Bryant attended Christian Brothers' College, Perth, where in the 1927 season he scored more than 1000 runs in the First XI. Playing in the era before Western Australia was admitted to the Sheffield Shield, he made his first-class debut for Western Australia at the age of 17 in March 1927, alongside his older brothers Dick and Bill (who was playing his only first-class match) against South Australia at the WACA Ground in Perth. The next season, in a match at the WACA Ground against Victoria, he scored 113 not out in the second innings after Western Australia had trailed by 194 runs on the first innings. In 1933-34 he and Dick each made a century when Western Australia narrowly failed to achieve an innings victory over Victoria at the Melbourne Cricket Ground.

In 1935-36 he toured India with Frank Tarrant's Australian team. He made his highest first-class score of 155 in the match against Bombay (where the Australians only needed to bat once, after imposing the follow-on) and played in all four matches against India.

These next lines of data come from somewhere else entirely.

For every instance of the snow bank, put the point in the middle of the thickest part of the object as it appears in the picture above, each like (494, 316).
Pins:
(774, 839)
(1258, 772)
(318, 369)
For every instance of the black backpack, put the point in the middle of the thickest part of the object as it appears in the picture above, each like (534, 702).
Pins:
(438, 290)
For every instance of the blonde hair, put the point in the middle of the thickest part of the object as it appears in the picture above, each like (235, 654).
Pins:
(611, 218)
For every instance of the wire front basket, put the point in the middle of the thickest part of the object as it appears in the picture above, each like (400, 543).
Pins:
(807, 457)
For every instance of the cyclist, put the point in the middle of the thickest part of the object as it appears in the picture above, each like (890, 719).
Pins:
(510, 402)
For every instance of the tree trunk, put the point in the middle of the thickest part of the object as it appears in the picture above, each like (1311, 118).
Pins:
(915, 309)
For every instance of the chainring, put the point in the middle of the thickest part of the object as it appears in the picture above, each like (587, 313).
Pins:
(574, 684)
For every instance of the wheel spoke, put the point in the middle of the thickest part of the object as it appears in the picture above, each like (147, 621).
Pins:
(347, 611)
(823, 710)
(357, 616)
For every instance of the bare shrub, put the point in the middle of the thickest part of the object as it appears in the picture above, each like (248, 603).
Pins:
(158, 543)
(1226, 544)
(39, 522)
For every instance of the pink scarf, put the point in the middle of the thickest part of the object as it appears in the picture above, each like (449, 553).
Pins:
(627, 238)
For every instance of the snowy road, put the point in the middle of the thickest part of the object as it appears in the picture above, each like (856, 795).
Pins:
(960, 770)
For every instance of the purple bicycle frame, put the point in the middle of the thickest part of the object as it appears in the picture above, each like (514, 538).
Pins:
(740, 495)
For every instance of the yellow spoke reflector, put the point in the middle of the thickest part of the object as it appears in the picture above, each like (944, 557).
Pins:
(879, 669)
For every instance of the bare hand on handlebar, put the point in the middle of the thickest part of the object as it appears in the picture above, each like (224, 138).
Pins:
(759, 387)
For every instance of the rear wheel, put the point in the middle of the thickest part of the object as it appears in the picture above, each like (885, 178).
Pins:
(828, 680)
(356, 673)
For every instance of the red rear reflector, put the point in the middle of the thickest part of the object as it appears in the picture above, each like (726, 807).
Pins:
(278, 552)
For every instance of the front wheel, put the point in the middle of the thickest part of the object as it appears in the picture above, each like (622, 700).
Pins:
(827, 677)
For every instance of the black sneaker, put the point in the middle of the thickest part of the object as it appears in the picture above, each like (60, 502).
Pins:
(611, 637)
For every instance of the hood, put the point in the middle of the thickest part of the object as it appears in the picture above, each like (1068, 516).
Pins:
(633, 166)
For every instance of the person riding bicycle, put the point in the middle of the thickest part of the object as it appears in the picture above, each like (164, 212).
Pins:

==Cricket administrative career==
After service in the army in World War II Bryant went into the hotel business. He became Western Australia's most prominent cricket administrator. In the 1950s he successfully argued that Western Australia should play a full Sheffield Shield program, and later he was one of the leading advocates for Test status for the WACA Ground, which was achieved in 1970. He managed the Australian teams that toured New Zealand in 1966-67, 1969–70 and 1973-74. For his services to cricket he was awarded the Medal of the Order of Australia in 1981 and the Australian Sports Medal posthumously in 2000.